No decorrer da conversa, três temas se sobressaíram. O primeiro referiu-se à diferença entre trabalhabilidade e empregabilidade, explicada pelo Prof. Victor como a capacidade de uma pessoa gerar renda para si a partir de seus talentos e por toda a vida. Ela ocorre quando uma pessoa se preocupa com o trabalho que ela pode desenvolver, dependentemente ou não, do emprego. Assim, a trabalhabilidade está num patamar superior ao da empregabilidade, que continua sendo muito importante, mas está atrelada à capacidade de ter uma boa colocação durante a carreira profissional. Portanto, enquanto a empregabilidade limita-se ao emprego formal – que passa já há algum tempo por um processo de enfraquecimento -, a trabalhabilidade vai além, englobando também o trabalho informal, as prestações de serviços tipicamente individuais, atividades de consultoria, assessoria, mentoria e coaching, além dos empreendimentos individuais.

O segundo, como não poderia deixar de ser em razão da própria denominação do webinar, referiu-se à questão da sustentabilidade, cuja importância foi enfatizada pela Profª Cristiane Cortez tanto no aspecto macro da sustentabilidade do planeta e suas implicações na vida real, com maior preocupação com questões como mudança climática, energia renovável e novas tecnologias, como no aspecto micro, com a necessidade de novas abordagens na formação dos futuros profissionais, que devem estar preparados para enfrentar um mundo em constante mudança e com problemas cada vez mais complexos.

O terceiro, que ocupou boa parte da conversa, envolveu o impacto da inteligência artificial na trabalhabilidade, em especial o risco do desaparecimento de muitas ocupações que podem ser realizadas, com vantagem, por máquinas e robôs. Em minha opinião, este não é o principal problema, uma vez que ao longo da história esse temor sempre existiu. Na época da revolução industrial, surgiram os luditas, empregados sindicalizados que invadiram fábricas para destruir as máquinas com receio de que elas tomassem seus empregos. O mesmo ocorreu nas revoluções seguintes, tanto na caracterizada pelo surgimento da eletricidade, quanto na marcada pelo surgimento dos computadores e da informática. Em todas elas, confirmando a teoria da destruição criativa de Joseph Schumpeter, as novas oportunidades surgidas compensaram as perdas e o padrão de vida da humanidade não parou de evoluir. Minha maior preocupação refere-se a uma externalidade da inteligência artificial, em particular de ferramentas como o Chat GPT, que podem levar estudantes e profissionais a buscar atalhos que os afastem do esforço e da dedicação indispensáveis ao desenvolvimento das pesquisas, quer acadêmicas, quer voltadas à inovação.

Nesse aspecto, alinho-me à visão da jornalista Renata Cafardo, fundadora da Associação de Jornalistas de Educação. Em artigo publicado no jornal O Estado de S. Paulo no dia 30 de julho, depois de mencionar o alerta da Unesco de que “essas ferramentas poderiam exercer um impacto negativo na motivação do estudante de conduzir pesquisas independentes e achar soluções”, ela concluiu da seguinte forma: “E nós, que não somos robôs, temos de ter um olhar atento para que a inteligência artificial não arruíne o processo mais brilhante da mente humana: a aprendizagem”.

 

Referências 

CAFARDO, Renata.
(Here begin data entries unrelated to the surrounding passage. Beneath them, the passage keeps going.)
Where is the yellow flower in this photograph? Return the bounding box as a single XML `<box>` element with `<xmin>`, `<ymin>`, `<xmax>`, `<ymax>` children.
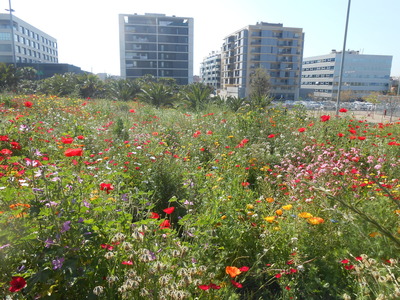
<box><xmin>299</xmin><ymin>212</ymin><xmax>312</xmax><ymax>219</ymax></box>
<box><xmin>369</xmin><ymin>232</ymin><xmax>381</xmax><ymax>237</ymax></box>
<box><xmin>307</xmin><ymin>217</ymin><xmax>325</xmax><ymax>225</ymax></box>
<box><xmin>282</xmin><ymin>204</ymin><xmax>293</xmax><ymax>210</ymax></box>
<box><xmin>264</xmin><ymin>216</ymin><xmax>275</xmax><ymax>223</ymax></box>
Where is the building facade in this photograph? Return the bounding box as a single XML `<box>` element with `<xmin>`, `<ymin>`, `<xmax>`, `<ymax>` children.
<box><xmin>0</xmin><ymin>14</ymin><xmax>58</xmax><ymax>63</ymax></box>
<box><xmin>221</xmin><ymin>22</ymin><xmax>304</xmax><ymax>100</ymax></box>
<box><xmin>200</xmin><ymin>51</ymin><xmax>221</xmax><ymax>90</ymax></box>
<box><xmin>301</xmin><ymin>50</ymin><xmax>392</xmax><ymax>100</ymax></box>
<box><xmin>119</xmin><ymin>14</ymin><xmax>193</xmax><ymax>84</ymax></box>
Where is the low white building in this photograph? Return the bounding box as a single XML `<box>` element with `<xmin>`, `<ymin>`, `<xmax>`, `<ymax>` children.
<box><xmin>300</xmin><ymin>50</ymin><xmax>393</xmax><ymax>100</ymax></box>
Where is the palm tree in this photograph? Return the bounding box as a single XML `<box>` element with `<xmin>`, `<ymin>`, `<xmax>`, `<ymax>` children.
<box><xmin>181</xmin><ymin>82</ymin><xmax>213</xmax><ymax>111</ymax></box>
<box><xmin>138</xmin><ymin>82</ymin><xmax>175</xmax><ymax>108</ymax></box>
<box><xmin>107</xmin><ymin>79</ymin><xmax>140</xmax><ymax>101</ymax></box>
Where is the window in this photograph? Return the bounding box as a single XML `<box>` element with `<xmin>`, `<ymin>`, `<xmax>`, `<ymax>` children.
<box><xmin>0</xmin><ymin>32</ymin><xmax>11</xmax><ymax>41</ymax></box>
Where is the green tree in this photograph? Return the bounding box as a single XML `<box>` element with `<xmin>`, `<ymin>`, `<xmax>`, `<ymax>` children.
<box><xmin>138</xmin><ymin>82</ymin><xmax>175</xmax><ymax>108</ymax></box>
<box><xmin>77</xmin><ymin>73</ymin><xmax>105</xmax><ymax>98</ymax></box>
<box><xmin>0</xmin><ymin>63</ymin><xmax>20</xmax><ymax>91</ymax></box>
<box><xmin>106</xmin><ymin>79</ymin><xmax>140</xmax><ymax>101</ymax></box>
<box><xmin>38</xmin><ymin>73</ymin><xmax>79</xmax><ymax>96</ymax></box>
<box><xmin>181</xmin><ymin>82</ymin><xmax>213</xmax><ymax>111</ymax></box>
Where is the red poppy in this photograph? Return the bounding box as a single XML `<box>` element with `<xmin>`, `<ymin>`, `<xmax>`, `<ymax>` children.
<box><xmin>10</xmin><ymin>142</ymin><xmax>21</xmax><ymax>150</ymax></box>
<box><xmin>208</xmin><ymin>283</ymin><xmax>221</xmax><ymax>290</ymax></box>
<box><xmin>100</xmin><ymin>182</ymin><xmax>114</xmax><ymax>194</ymax></box>
<box><xmin>100</xmin><ymin>244</ymin><xmax>114</xmax><ymax>251</ymax></box>
<box><xmin>0</xmin><ymin>149</ymin><xmax>12</xmax><ymax>155</ymax></box>
<box><xmin>231</xmin><ymin>279</ymin><xmax>243</xmax><ymax>289</ymax></box>
<box><xmin>150</xmin><ymin>212</ymin><xmax>160</xmax><ymax>219</ymax></box>
<box><xmin>320</xmin><ymin>115</ymin><xmax>331</xmax><ymax>122</ymax></box>
<box><xmin>64</xmin><ymin>148</ymin><xmax>83</xmax><ymax>157</ymax></box>
<box><xmin>61</xmin><ymin>138</ymin><xmax>74</xmax><ymax>144</ymax></box>
<box><xmin>9</xmin><ymin>276</ymin><xmax>26</xmax><ymax>292</ymax></box>
<box><xmin>160</xmin><ymin>220</ymin><xmax>171</xmax><ymax>229</ymax></box>
<box><xmin>163</xmin><ymin>206</ymin><xmax>175</xmax><ymax>215</ymax></box>
<box><xmin>199</xmin><ymin>284</ymin><xmax>210</xmax><ymax>291</ymax></box>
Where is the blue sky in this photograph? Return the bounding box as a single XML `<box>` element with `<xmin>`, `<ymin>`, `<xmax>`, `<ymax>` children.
<box><xmin>0</xmin><ymin>0</ymin><xmax>400</xmax><ymax>77</ymax></box>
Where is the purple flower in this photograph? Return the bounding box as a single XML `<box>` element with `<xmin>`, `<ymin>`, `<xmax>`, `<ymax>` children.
<box><xmin>0</xmin><ymin>244</ymin><xmax>11</xmax><ymax>250</ymax></box>
<box><xmin>44</xmin><ymin>238</ymin><xmax>54</xmax><ymax>248</ymax></box>
<box><xmin>52</xmin><ymin>257</ymin><xmax>65</xmax><ymax>270</ymax></box>
<box><xmin>61</xmin><ymin>221</ymin><xmax>71</xmax><ymax>233</ymax></box>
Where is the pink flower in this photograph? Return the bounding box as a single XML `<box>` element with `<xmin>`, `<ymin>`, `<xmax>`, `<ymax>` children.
<box><xmin>163</xmin><ymin>206</ymin><xmax>175</xmax><ymax>215</ymax></box>
<box><xmin>231</xmin><ymin>279</ymin><xmax>243</xmax><ymax>289</ymax></box>
<box><xmin>9</xmin><ymin>276</ymin><xmax>26</xmax><ymax>293</ymax></box>
<box><xmin>320</xmin><ymin>115</ymin><xmax>331</xmax><ymax>122</ymax></box>
<box><xmin>150</xmin><ymin>212</ymin><xmax>160</xmax><ymax>219</ymax></box>
<box><xmin>160</xmin><ymin>220</ymin><xmax>171</xmax><ymax>229</ymax></box>
<box><xmin>340</xmin><ymin>259</ymin><xmax>350</xmax><ymax>264</ymax></box>
<box><xmin>100</xmin><ymin>183</ymin><xmax>114</xmax><ymax>194</ymax></box>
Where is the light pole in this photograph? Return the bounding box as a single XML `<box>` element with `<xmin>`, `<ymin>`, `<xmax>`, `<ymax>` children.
<box><xmin>336</xmin><ymin>0</ymin><xmax>351</xmax><ymax>116</ymax></box>
<box><xmin>6</xmin><ymin>0</ymin><xmax>17</xmax><ymax>67</ymax></box>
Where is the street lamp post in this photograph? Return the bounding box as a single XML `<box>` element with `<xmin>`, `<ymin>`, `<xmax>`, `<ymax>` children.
<box><xmin>336</xmin><ymin>0</ymin><xmax>351</xmax><ymax>116</ymax></box>
<box><xmin>6</xmin><ymin>0</ymin><xmax>17</xmax><ymax>67</ymax></box>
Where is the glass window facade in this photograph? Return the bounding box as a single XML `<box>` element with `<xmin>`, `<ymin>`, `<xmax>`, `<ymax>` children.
<box><xmin>120</xmin><ymin>14</ymin><xmax>193</xmax><ymax>84</ymax></box>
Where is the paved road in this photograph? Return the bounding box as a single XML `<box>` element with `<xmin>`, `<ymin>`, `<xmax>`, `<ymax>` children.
<box><xmin>310</xmin><ymin>110</ymin><xmax>400</xmax><ymax>123</ymax></box>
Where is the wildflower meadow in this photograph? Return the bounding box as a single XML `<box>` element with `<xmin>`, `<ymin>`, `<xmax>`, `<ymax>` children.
<box><xmin>0</xmin><ymin>95</ymin><xmax>400</xmax><ymax>300</ymax></box>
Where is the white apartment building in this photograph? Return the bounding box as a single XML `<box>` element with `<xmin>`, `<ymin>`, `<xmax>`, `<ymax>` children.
<box><xmin>0</xmin><ymin>14</ymin><xmax>58</xmax><ymax>63</ymax></box>
<box><xmin>221</xmin><ymin>22</ymin><xmax>304</xmax><ymax>100</ymax></box>
<box><xmin>119</xmin><ymin>13</ymin><xmax>193</xmax><ymax>84</ymax></box>
<box><xmin>301</xmin><ymin>50</ymin><xmax>392</xmax><ymax>100</ymax></box>
<box><xmin>200</xmin><ymin>51</ymin><xmax>221</xmax><ymax>90</ymax></box>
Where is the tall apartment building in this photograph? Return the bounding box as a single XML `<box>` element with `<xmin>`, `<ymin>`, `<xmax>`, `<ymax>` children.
<box><xmin>119</xmin><ymin>14</ymin><xmax>193</xmax><ymax>84</ymax></box>
<box><xmin>221</xmin><ymin>22</ymin><xmax>304</xmax><ymax>100</ymax></box>
<box><xmin>0</xmin><ymin>14</ymin><xmax>58</xmax><ymax>63</ymax></box>
<box><xmin>301</xmin><ymin>50</ymin><xmax>393</xmax><ymax>100</ymax></box>
<box><xmin>200</xmin><ymin>51</ymin><xmax>221</xmax><ymax>89</ymax></box>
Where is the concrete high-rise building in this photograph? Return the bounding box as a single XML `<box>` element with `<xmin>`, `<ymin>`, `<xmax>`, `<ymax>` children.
<box><xmin>301</xmin><ymin>50</ymin><xmax>392</xmax><ymax>101</ymax></box>
<box><xmin>221</xmin><ymin>22</ymin><xmax>304</xmax><ymax>100</ymax></box>
<box><xmin>119</xmin><ymin>14</ymin><xmax>193</xmax><ymax>84</ymax></box>
<box><xmin>0</xmin><ymin>14</ymin><xmax>58</xmax><ymax>63</ymax></box>
<box><xmin>200</xmin><ymin>51</ymin><xmax>221</xmax><ymax>89</ymax></box>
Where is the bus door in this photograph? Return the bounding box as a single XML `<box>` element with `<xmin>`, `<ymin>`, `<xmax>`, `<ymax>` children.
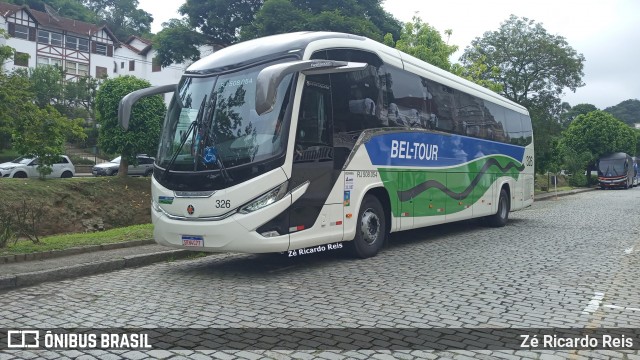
<box><xmin>289</xmin><ymin>74</ymin><xmax>343</xmax><ymax>243</ymax></box>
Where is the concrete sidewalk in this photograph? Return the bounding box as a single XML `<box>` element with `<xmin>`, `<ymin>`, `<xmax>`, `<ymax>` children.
<box><xmin>0</xmin><ymin>188</ymin><xmax>595</xmax><ymax>291</ymax></box>
<box><xmin>0</xmin><ymin>241</ymin><xmax>198</xmax><ymax>291</ymax></box>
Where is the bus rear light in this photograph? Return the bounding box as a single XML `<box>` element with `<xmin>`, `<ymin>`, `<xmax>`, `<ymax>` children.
<box><xmin>238</xmin><ymin>180</ymin><xmax>289</xmax><ymax>214</ymax></box>
<box><xmin>289</xmin><ymin>225</ymin><xmax>304</xmax><ymax>232</ymax></box>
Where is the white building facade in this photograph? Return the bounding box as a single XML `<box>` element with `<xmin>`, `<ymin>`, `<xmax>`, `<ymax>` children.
<box><xmin>0</xmin><ymin>2</ymin><xmax>205</xmax><ymax>86</ymax></box>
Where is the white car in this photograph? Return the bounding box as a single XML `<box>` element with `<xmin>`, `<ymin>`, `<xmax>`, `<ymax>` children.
<box><xmin>91</xmin><ymin>154</ymin><xmax>155</xmax><ymax>176</ymax></box>
<box><xmin>0</xmin><ymin>155</ymin><xmax>76</xmax><ymax>178</ymax></box>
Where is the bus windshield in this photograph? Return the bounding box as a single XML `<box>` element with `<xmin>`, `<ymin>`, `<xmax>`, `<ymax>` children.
<box><xmin>598</xmin><ymin>159</ymin><xmax>626</xmax><ymax>176</ymax></box>
<box><xmin>157</xmin><ymin>63</ymin><xmax>292</xmax><ymax>172</ymax></box>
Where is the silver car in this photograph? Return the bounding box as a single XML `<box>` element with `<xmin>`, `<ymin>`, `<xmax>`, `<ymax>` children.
<box><xmin>0</xmin><ymin>155</ymin><xmax>76</xmax><ymax>178</ymax></box>
<box><xmin>91</xmin><ymin>155</ymin><xmax>155</xmax><ymax>176</ymax></box>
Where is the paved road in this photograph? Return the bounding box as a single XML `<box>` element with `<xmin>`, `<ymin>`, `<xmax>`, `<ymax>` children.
<box><xmin>0</xmin><ymin>188</ymin><xmax>640</xmax><ymax>360</ymax></box>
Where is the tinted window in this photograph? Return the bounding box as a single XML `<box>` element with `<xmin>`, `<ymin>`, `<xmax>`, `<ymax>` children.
<box><xmin>293</xmin><ymin>75</ymin><xmax>333</xmax><ymax>162</ymax></box>
<box><xmin>386</xmin><ymin>66</ymin><xmax>428</xmax><ymax>128</ymax></box>
<box><xmin>520</xmin><ymin>114</ymin><xmax>533</xmax><ymax>145</ymax></box>
<box><xmin>312</xmin><ymin>49</ymin><xmax>388</xmax><ymax>136</ymax></box>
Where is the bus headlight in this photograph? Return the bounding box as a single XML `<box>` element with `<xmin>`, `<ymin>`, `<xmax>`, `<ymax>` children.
<box><xmin>238</xmin><ymin>180</ymin><xmax>289</xmax><ymax>214</ymax></box>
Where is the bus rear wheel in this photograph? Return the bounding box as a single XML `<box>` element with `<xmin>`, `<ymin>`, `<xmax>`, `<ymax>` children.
<box><xmin>487</xmin><ymin>189</ymin><xmax>511</xmax><ymax>227</ymax></box>
<box><xmin>349</xmin><ymin>195</ymin><xmax>387</xmax><ymax>259</ymax></box>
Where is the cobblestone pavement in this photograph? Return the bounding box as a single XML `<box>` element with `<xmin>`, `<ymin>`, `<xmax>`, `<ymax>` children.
<box><xmin>0</xmin><ymin>188</ymin><xmax>640</xmax><ymax>360</ymax></box>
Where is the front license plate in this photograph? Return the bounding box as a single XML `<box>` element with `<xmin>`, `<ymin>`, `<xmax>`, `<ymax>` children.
<box><xmin>182</xmin><ymin>235</ymin><xmax>204</xmax><ymax>247</ymax></box>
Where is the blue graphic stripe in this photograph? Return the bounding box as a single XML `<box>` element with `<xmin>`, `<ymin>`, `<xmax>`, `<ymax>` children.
<box><xmin>365</xmin><ymin>132</ymin><xmax>525</xmax><ymax>167</ymax></box>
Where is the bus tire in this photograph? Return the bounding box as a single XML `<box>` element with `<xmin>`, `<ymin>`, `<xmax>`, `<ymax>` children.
<box><xmin>487</xmin><ymin>189</ymin><xmax>511</xmax><ymax>227</ymax></box>
<box><xmin>349</xmin><ymin>195</ymin><xmax>387</xmax><ymax>259</ymax></box>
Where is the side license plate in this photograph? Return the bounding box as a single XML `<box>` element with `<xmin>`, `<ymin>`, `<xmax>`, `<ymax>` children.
<box><xmin>182</xmin><ymin>235</ymin><xmax>204</xmax><ymax>247</ymax></box>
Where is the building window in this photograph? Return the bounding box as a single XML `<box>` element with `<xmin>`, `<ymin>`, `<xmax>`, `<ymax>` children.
<box><xmin>151</xmin><ymin>56</ymin><xmax>162</xmax><ymax>72</ymax></box>
<box><xmin>96</xmin><ymin>66</ymin><xmax>107</xmax><ymax>79</ymax></box>
<box><xmin>13</xmin><ymin>51</ymin><xmax>29</xmax><ymax>66</ymax></box>
<box><xmin>36</xmin><ymin>56</ymin><xmax>62</xmax><ymax>67</ymax></box>
<box><xmin>96</xmin><ymin>43</ymin><xmax>107</xmax><ymax>56</ymax></box>
<box><xmin>65</xmin><ymin>61</ymin><xmax>89</xmax><ymax>76</ymax></box>
<box><xmin>13</xmin><ymin>24</ymin><xmax>29</xmax><ymax>40</ymax></box>
<box><xmin>65</xmin><ymin>35</ymin><xmax>89</xmax><ymax>51</ymax></box>
<box><xmin>38</xmin><ymin>30</ymin><xmax>62</xmax><ymax>46</ymax></box>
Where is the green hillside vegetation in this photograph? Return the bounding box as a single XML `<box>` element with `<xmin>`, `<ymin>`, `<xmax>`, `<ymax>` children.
<box><xmin>604</xmin><ymin>99</ymin><xmax>640</xmax><ymax>126</ymax></box>
<box><xmin>0</xmin><ymin>177</ymin><xmax>151</xmax><ymax>236</ymax></box>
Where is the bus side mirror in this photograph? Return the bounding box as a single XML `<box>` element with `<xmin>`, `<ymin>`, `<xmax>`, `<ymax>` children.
<box><xmin>256</xmin><ymin>60</ymin><xmax>367</xmax><ymax>115</ymax></box>
<box><xmin>118</xmin><ymin>84</ymin><xmax>178</xmax><ymax>130</ymax></box>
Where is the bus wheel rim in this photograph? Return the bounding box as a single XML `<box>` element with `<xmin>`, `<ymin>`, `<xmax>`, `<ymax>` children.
<box><xmin>360</xmin><ymin>209</ymin><xmax>380</xmax><ymax>245</ymax></box>
<box><xmin>500</xmin><ymin>197</ymin><xmax>507</xmax><ymax>219</ymax></box>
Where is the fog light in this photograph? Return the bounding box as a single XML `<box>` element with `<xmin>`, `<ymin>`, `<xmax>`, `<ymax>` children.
<box><xmin>260</xmin><ymin>230</ymin><xmax>280</xmax><ymax>237</ymax></box>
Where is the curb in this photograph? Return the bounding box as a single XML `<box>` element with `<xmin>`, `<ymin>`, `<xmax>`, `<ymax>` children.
<box><xmin>0</xmin><ymin>250</ymin><xmax>198</xmax><ymax>291</ymax></box>
<box><xmin>533</xmin><ymin>188</ymin><xmax>597</xmax><ymax>201</ymax></box>
<box><xmin>0</xmin><ymin>239</ymin><xmax>156</xmax><ymax>265</ymax></box>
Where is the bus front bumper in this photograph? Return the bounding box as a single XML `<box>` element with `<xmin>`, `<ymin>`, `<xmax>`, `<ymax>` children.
<box><xmin>151</xmin><ymin>201</ymin><xmax>290</xmax><ymax>254</ymax></box>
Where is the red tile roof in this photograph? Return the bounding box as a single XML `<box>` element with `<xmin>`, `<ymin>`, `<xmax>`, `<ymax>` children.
<box><xmin>0</xmin><ymin>2</ymin><xmax>118</xmax><ymax>43</ymax></box>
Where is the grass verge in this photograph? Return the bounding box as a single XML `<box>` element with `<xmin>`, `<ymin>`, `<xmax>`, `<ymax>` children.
<box><xmin>0</xmin><ymin>224</ymin><xmax>153</xmax><ymax>256</ymax></box>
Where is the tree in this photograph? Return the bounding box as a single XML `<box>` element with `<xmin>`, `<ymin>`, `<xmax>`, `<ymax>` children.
<box><xmin>178</xmin><ymin>0</ymin><xmax>264</xmax><ymax>47</ymax></box>
<box><xmin>460</xmin><ymin>15</ymin><xmax>585</xmax><ymax>172</ymax></box>
<box><xmin>29</xmin><ymin>66</ymin><xmax>64</xmax><ymax>108</ymax></box>
<box><xmin>96</xmin><ymin>75</ymin><xmax>166</xmax><ymax>176</ymax></box>
<box><xmin>604</xmin><ymin>99</ymin><xmax>640</xmax><ymax>126</ymax></box>
<box><xmin>396</xmin><ymin>15</ymin><xmax>458</xmax><ymax>71</ymax></box>
<box><xmin>61</xmin><ymin>76</ymin><xmax>101</xmax><ymax>119</ymax></box>
<box><xmin>8</xmin><ymin>0</ymin><xmax>100</xmax><ymax>23</ymax></box>
<box><xmin>82</xmin><ymin>0</ymin><xmax>153</xmax><ymax>41</ymax></box>
<box><xmin>560</xmin><ymin>103</ymin><xmax>598</xmax><ymax>128</ymax></box>
<box><xmin>560</xmin><ymin>110</ymin><xmax>638</xmax><ymax>177</ymax></box>
<box><xmin>240</xmin><ymin>0</ymin><xmax>401</xmax><ymax>41</ymax></box>
<box><xmin>0</xmin><ymin>29</ymin><xmax>15</xmax><ymax>70</ymax></box>
<box><xmin>12</xmin><ymin>102</ymin><xmax>86</xmax><ymax>177</ymax></box>
<box><xmin>153</xmin><ymin>19</ymin><xmax>207</xmax><ymax>67</ymax></box>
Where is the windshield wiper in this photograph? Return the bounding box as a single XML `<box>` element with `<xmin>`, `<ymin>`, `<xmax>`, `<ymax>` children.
<box><xmin>162</xmin><ymin>95</ymin><xmax>207</xmax><ymax>179</ymax></box>
<box><xmin>196</xmin><ymin>96</ymin><xmax>233</xmax><ymax>184</ymax></box>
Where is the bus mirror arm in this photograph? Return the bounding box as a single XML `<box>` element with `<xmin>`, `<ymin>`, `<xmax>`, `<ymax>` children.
<box><xmin>256</xmin><ymin>60</ymin><xmax>367</xmax><ymax>115</ymax></box>
<box><xmin>118</xmin><ymin>84</ymin><xmax>178</xmax><ymax>130</ymax></box>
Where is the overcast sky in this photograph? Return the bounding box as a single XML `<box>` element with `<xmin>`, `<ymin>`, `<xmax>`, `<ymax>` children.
<box><xmin>139</xmin><ymin>0</ymin><xmax>640</xmax><ymax>109</ymax></box>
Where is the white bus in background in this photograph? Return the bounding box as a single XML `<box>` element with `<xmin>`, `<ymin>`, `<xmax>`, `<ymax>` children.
<box><xmin>120</xmin><ymin>32</ymin><xmax>534</xmax><ymax>257</ymax></box>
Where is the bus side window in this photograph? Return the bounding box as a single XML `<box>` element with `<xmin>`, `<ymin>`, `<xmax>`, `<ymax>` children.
<box><xmin>294</xmin><ymin>75</ymin><xmax>333</xmax><ymax>161</ymax></box>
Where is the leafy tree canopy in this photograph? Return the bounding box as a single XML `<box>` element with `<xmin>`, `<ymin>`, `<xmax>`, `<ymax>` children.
<box><xmin>241</xmin><ymin>0</ymin><xmax>401</xmax><ymax>41</ymax></box>
<box><xmin>9</xmin><ymin>0</ymin><xmax>153</xmax><ymax>41</ymax></box>
<box><xmin>604</xmin><ymin>99</ymin><xmax>640</xmax><ymax>125</ymax></box>
<box><xmin>560</xmin><ymin>103</ymin><xmax>598</xmax><ymax>127</ymax></box>
<box><xmin>82</xmin><ymin>0</ymin><xmax>153</xmax><ymax>41</ymax></box>
<box><xmin>153</xmin><ymin>19</ymin><xmax>207</xmax><ymax>67</ymax></box>
<box><xmin>96</xmin><ymin>75</ymin><xmax>166</xmax><ymax>176</ymax></box>
<box><xmin>388</xmin><ymin>16</ymin><xmax>458</xmax><ymax>71</ymax></box>
<box><xmin>560</xmin><ymin>110</ymin><xmax>637</xmax><ymax>168</ymax></box>
<box><xmin>8</xmin><ymin>0</ymin><xmax>101</xmax><ymax>23</ymax></box>
<box><xmin>0</xmin><ymin>73</ymin><xmax>33</xmax><ymax>149</ymax></box>
<box><xmin>178</xmin><ymin>0</ymin><xmax>264</xmax><ymax>47</ymax></box>
<box><xmin>461</xmin><ymin>15</ymin><xmax>585</xmax><ymax>106</ymax></box>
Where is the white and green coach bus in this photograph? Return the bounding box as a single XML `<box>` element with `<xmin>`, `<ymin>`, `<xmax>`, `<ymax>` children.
<box><xmin>120</xmin><ymin>32</ymin><xmax>534</xmax><ymax>258</ymax></box>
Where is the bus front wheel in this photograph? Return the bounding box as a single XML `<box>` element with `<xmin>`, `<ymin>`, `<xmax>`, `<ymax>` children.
<box><xmin>487</xmin><ymin>189</ymin><xmax>510</xmax><ymax>227</ymax></box>
<box><xmin>349</xmin><ymin>195</ymin><xmax>387</xmax><ymax>259</ymax></box>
IA, uma ameaça ao aprender a pensar. O Estado de S. Paulo, 30 de julho de 2023, p. A 19.

DE MASI, Domenico; FREI Betto. Diálogos criativos. Mediação e comentários de José Ernesto Bologna. São Paulo: DeLeitura Editora, 2002.

MIRSHAWKA, Victor. Trabalhabilidade: a obrigatoriedade da adaptação. São Paulo: DVS, 2022.

_______________ Trabalhabilidade: a necessidade da agilidade. São Paulo: DVS, 2023.

_______________ Trabalhabilidade: a essencialidade do aperfeiçoamento. São Paulo: DVS, 2023.

SCHUMPETER, Joseph A. A teoria do desenvolvimento econômico: uma investigação sobre lucros, capital, crédito, juro e o ciclo econômico. Introdução de Rubens Vaz da Costa. Tradução de Maria Sílvia Possas. São Paulo: Abril Cultural, 1982. (Os Economistas).